The shuffle in high-ranking positions comes at a critical time in Europe’s slow and frustrating process to alleviate trillions of dollars of debt accrued by several European Union member countries. The creation of the European Financial Stability Facility in May 2010 allotted some €750 billion aimed at supporting banks across the continent. Part of this sum went to Greece, who eventually received an additional €110 billion through the International Monetary Fund and several European governments. Meanwhile, Italy possesses a debt of €1.9 trillion, and economists fear the country could easily find itself in a situation reminiscent of Greece or worse.
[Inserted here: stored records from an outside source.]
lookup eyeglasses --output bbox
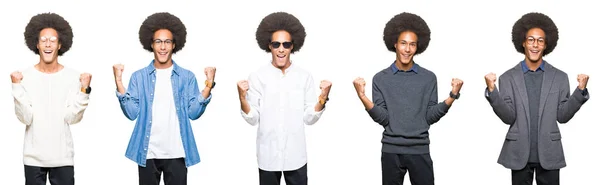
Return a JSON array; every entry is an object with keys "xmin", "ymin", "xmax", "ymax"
[
  {"xmin": 153, "ymin": 39, "xmax": 173, "ymax": 45},
  {"xmin": 270, "ymin": 41, "xmax": 293, "ymax": 49},
  {"xmin": 39, "ymin": 36, "xmax": 58, "ymax": 44},
  {"xmin": 526, "ymin": 36, "xmax": 545, "ymax": 46}
]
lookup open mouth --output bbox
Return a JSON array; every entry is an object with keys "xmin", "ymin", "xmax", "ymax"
[
  {"xmin": 529, "ymin": 49, "xmax": 540, "ymax": 54},
  {"xmin": 158, "ymin": 51, "xmax": 168, "ymax": 56},
  {"xmin": 43, "ymin": 50, "xmax": 53, "ymax": 54},
  {"xmin": 277, "ymin": 54, "xmax": 286, "ymax": 59}
]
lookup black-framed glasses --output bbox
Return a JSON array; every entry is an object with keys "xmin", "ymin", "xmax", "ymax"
[
  {"xmin": 153, "ymin": 39, "xmax": 173, "ymax": 45},
  {"xmin": 526, "ymin": 36, "xmax": 545, "ymax": 46},
  {"xmin": 270, "ymin": 41, "xmax": 293, "ymax": 49}
]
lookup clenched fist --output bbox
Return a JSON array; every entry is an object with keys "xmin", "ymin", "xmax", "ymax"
[
  {"xmin": 11, "ymin": 71, "xmax": 23, "ymax": 83},
  {"xmin": 80, "ymin": 73, "xmax": 92, "ymax": 88},
  {"xmin": 451, "ymin": 78, "xmax": 464, "ymax": 95},
  {"xmin": 237, "ymin": 80, "xmax": 249, "ymax": 99},
  {"xmin": 113, "ymin": 64, "xmax": 125, "ymax": 81},
  {"xmin": 485, "ymin": 73, "xmax": 496, "ymax": 92},
  {"xmin": 577, "ymin": 74, "xmax": 589, "ymax": 90},
  {"xmin": 353, "ymin": 77, "xmax": 366, "ymax": 96},
  {"xmin": 205, "ymin": 67, "xmax": 216, "ymax": 82},
  {"xmin": 319, "ymin": 80, "xmax": 332, "ymax": 97}
]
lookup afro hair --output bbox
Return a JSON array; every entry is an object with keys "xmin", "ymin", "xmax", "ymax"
[
  {"xmin": 512, "ymin": 12, "xmax": 558, "ymax": 56},
  {"xmin": 139, "ymin": 12, "xmax": 187, "ymax": 53},
  {"xmin": 24, "ymin": 13, "xmax": 73, "ymax": 56},
  {"xmin": 256, "ymin": 12, "xmax": 306, "ymax": 53},
  {"xmin": 383, "ymin": 12, "xmax": 431, "ymax": 55}
]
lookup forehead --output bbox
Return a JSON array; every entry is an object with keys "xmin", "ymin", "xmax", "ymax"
[
  {"xmin": 397, "ymin": 31, "xmax": 418, "ymax": 42},
  {"xmin": 271, "ymin": 30, "xmax": 292, "ymax": 41},
  {"xmin": 153, "ymin": 29, "xmax": 173, "ymax": 39},
  {"xmin": 39, "ymin": 28, "xmax": 58, "ymax": 37},
  {"xmin": 526, "ymin": 28, "xmax": 546, "ymax": 37}
]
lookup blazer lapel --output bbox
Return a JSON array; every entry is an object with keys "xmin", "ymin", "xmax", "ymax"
[
  {"xmin": 511, "ymin": 64, "xmax": 531, "ymax": 128},
  {"xmin": 538, "ymin": 63, "xmax": 556, "ymax": 126}
]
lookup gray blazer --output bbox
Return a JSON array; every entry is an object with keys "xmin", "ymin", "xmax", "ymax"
[{"xmin": 485, "ymin": 62, "xmax": 589, "ymax": 170}]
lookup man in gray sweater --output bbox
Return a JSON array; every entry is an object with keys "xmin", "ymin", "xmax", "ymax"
[
  {"xmin": 484, "ymin": 12, "xmax": 589, "ymax": 185},
  {"xmin": 353, "ymin": 12, "xmax": 463, "ymax": 185}
]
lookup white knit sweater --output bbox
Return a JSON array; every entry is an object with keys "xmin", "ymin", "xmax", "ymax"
[{"xmin": 12, "ymin": 66, "xmax": 90, "ymax": 167}]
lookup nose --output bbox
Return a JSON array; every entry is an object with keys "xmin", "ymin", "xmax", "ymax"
[
  {"xmin": 45, "ymin": 40, "xmax": 51, "ymax": 47},
  {"xmin": 277, "ymin": 46, "xmax": 284, "ymax": 53},
  {"xmin": 404, "ymin": 45, "xmax": 411, "ymax": 53},
  {"xmin": 160, "ymin": 42, "xmax": 167, "ymax": 50}
]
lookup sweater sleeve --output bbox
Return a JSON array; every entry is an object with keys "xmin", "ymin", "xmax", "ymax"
[
  {"xmin": 64, "ymin": 82, "xmax": 90, "ymax": 125},
  {"xmin": 425, "ymin": 77, "xmax": 450, "ymax": 125},
  {"xmin": 12, "ymin": 83, "xmax": 34, "ymax": 125}
]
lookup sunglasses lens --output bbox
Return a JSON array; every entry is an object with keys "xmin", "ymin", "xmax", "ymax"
[
  {"xmin": 282, "ymin": 42, "xmax": 293, "ymax": 49},
  {"xmin": 271, "ymin": 42, "xmax": 281, "ymax": 48}
]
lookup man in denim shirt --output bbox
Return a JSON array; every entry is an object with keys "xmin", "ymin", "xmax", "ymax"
[{"xmin": 112, "ymin": 12, "xmax": 216, "ymax": 185}]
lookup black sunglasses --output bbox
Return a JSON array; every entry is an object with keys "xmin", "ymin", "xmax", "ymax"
[{"xmin": 270, "ymin": 41, "xmax": 293, "ymax": 49}]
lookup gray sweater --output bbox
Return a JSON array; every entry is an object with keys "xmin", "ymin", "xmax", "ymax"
[{"xmin": 367, "ymin": 63, "xmax": 450, "ymax": 154}]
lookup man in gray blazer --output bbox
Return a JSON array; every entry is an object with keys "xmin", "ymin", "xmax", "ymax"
[{"xmin": 484, "ymin": 12, "xmax": 589, "ymax": 185}]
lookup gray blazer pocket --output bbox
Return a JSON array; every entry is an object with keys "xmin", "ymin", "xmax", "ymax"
[
  {"xmin": 550, "ymin": 132, "xmax": 562, "ymax": 141},
  {"xmin": 506, "ymin": 133, "xmax": 519, "ymax": 141}
]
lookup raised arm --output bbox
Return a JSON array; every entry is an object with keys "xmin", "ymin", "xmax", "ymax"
[
  {"xmin": 303, "ymin": 76, "xmax": 330, "ymax": 125},
  {"xmin": 239, "ymin": 74, "xmax": 261, "ymax": 126},
  {"xmin": 114, "ymin": 64, "xmax": 140, "ymax": 121},
  {"xmin": 557, "ymin": 74, "xmax": 590, "ymax": 123},
  {"xmin": 187, "ymin": 67, "xmax": 215, "ymax": 120},
  {"xmin": 64, "ymin": 73, "xmax": 91, "ymax": 124},
  {"xmin": 485, "ymin": 73, "xmax": 517, "ymax": 125},
  {"xmin": 11, "ymin": 71, "xmax": 33, "ymax": 125},
  {"xmin": 353, "ymin": 77, "xmax": 388, "ymax": 127}
]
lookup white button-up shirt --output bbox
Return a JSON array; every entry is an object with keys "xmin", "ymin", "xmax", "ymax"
[{"xmin": 241, "ymin": 62, "xmax": 325, "ymax": 171}]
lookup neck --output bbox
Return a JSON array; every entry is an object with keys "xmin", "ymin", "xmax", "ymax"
[
  {"xmin": 394, "ymin": 60, "xmax": 414, "ymax": 71},
  {"xmin": 272, "ymin": 61, "xmax": 291, "ymax": 74},
  {"xmin": 36, "ymin": 60, "xmax": 62, "ymax": 73},
  {"xmin": 525, "ymin": 58, "xmax": 542, "ymax": 71},
  {"xmin": 154, "ymin": 59, "xmax": 173, "ymax": 69}
]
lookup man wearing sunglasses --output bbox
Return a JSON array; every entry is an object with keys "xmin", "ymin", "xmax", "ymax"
[
  {"xmin": 112, "ymin": 12, "xmax": 216, "ymax": 185},
  {"xmin": 11, "ymin": 13, "xmax": 91, "ymax": 185},
  {"xmin": 484, "ymin": 12, "xmax": 589, "ymax": 185},
  {"xmin": 352, "ymin": 12, "xmax": 463, "ymax": 185},
  {"xmin": 237, "ymin": 12, "xmax": 332, "ymax": 185}
]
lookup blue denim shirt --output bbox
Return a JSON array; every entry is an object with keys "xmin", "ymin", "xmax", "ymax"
[{"xmin": 116, "ymin": 60, "xmax": 212, "ymax": 167}]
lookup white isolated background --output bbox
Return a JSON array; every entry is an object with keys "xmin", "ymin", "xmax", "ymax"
[{"xmin": 0, "ymin": 0, "xmax": 597, "ymax": 184}]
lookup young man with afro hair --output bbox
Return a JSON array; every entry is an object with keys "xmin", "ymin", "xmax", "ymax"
[
  {"xmin": 236, "ymin": 12, "xmax": 332, "ymax": 185},
  {"xmin": 112, "ymin": 12, "xmax": 216, "ymax": 185},
  {"xmin": 484, "ymin": 12, "xmax": 589, "ymax": 185},
  {"xmin": 11, "ymin": 12, "xmax": 92, "ymax": 185},
  {"xmin": 352, "ymin": 12, "xmax": 464, "ymax": 185}
]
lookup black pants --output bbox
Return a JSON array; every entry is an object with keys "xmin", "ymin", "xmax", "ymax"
[
  {"xmin": 259, "ymin": 163, "xmax": 307, "ymax": 185},
  {"xmin": 381, "ymin": 152, "xmax": 434, "ymax": 185},
  {"xmin": 24, "ymin": 165, "xmax": 74, "ymax": 185},
  {"xmin": 512, "ymin": 163, "xmax": 559, "ymax": 185},
  {"xmin": 138, "ymin": 158, "xmax": 187, "ymax": 185}
]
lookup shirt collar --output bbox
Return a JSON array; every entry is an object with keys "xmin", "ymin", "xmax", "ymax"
[
  {"xmin": 391, "ymin": 61, "xmax": 418, "ymax": 74},
  {"xmin": 146, "ymin": 59, "xmax": 181, "ymax": 76},
  {"xmin": 521, "ymin": 60, "xmax": 545, "ymax": 73}
]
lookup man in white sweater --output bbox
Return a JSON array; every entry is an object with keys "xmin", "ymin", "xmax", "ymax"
[{"xmin": 11, "ymin": 13, "xmax": 91, "ymax": 185}]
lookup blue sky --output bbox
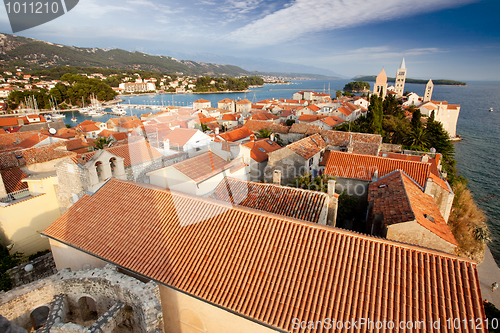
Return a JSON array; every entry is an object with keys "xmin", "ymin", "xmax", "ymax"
[{"xmin": 0, "ymin": 0, "xmax": 499, "ymax": 80}]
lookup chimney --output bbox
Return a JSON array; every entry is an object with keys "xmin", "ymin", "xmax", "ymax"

Portugal, Spain and Ireland loom on the horizon as nations susceptible to similar economic measures, however the focus remains largely on Greece. The financial problems have been attributed to an overabundance of loans following the abandonment of the traditional Greek currency, the drachma, in favor of the euro in 2001. This coincided with spending large sums of money on projects such as those in preparation for the 2004 Olympic Games in Athens.
The crisis in confidence across several European nations comes at a time where many economists, political leaders and citizens express severe doubts in the longevity of the Eurozone. Of the 27 EU member states, 17 use the euro, with rules regarding inflation, minting and other fiscal policy under the direction of the European Central Bank. A central issue in the economic crisis remains how much the ECB will pay in recovery funds, and what role individual governments and the private sector will play.
As of press time, Greece had not selected a new leader, however speculation points to opposition leader Antonis Samaras or economist Lucas Papademos (NY Times). Italy could opt to keep the current coalition government in power with another leader, or elect a new Parliament to determine Berlusconi’s successor. Possible candidates include chief of staff Gianni Letta or economist Mario Monti.